The coder — who sees his Twitter success as "hacking public dialog" — left his home, family, and friends because he began to think the government would "fake my involvement in something or try to entrap me, or hit me with a bull--- conspiracy charge."


He likened his situation to Internet hero Aaron Swartz, the RSS co-developer and Reddit cofounder who committed suicide amid an ambitious prosecution after he downloaded millions of academic papers from the nonprofit online database J-STOR.


"I left for some of the same reasons Aaron Swartz 'left,'" @AnonyOps told Wolf. "But exile was my choice of escape instead. I don’t have suicide in me and I didn’t want to end up in a jail cell."
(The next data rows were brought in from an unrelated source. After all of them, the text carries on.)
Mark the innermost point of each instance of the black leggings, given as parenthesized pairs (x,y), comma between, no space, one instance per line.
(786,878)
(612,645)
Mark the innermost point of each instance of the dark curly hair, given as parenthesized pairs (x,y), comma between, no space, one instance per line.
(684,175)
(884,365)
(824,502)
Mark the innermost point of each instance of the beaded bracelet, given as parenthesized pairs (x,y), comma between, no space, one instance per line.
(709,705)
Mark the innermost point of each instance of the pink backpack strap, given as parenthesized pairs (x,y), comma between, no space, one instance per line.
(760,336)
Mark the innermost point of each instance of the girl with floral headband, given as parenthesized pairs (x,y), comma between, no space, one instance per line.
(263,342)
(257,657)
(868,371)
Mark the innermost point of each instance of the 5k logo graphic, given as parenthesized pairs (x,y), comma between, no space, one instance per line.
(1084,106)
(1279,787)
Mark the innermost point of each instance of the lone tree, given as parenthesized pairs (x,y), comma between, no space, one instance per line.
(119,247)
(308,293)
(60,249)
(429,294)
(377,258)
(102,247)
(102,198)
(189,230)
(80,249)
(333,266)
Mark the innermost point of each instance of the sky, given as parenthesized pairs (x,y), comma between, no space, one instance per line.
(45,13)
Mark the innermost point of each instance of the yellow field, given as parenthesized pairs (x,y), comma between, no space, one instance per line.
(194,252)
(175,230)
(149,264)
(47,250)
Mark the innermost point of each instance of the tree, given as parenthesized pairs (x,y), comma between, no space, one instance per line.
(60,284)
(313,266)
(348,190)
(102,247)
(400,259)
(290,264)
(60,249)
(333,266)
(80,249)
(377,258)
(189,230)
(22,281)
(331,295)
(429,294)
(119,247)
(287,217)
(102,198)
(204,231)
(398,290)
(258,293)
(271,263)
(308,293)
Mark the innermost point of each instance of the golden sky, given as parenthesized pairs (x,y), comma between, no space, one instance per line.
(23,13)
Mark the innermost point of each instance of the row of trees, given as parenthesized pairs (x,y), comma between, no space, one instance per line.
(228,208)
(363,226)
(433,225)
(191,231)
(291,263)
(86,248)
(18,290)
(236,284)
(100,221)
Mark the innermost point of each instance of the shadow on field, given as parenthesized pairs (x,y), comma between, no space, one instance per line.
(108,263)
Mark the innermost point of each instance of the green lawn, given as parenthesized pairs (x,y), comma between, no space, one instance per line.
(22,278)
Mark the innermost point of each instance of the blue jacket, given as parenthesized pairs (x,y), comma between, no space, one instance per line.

Swartz's girlfriend believes that the death of the 26-year-old — who was facing a maximum of $4 million in fines and more than 50 years in prison — "was caused by exhaustion, by fear, and by uncertainty ... by a persecution and a prosecution that had already wound on for 2 years ... and had already drained all of his financial resources."


Barret Brown, the journalist and Anon arrested for threatening an FBI officer and sharing a link to stolen credit card information taken from Stratfor, faces up to 100 years in prison.

"From my perspective, it’s time to either leave or hide," @AnonyOps said.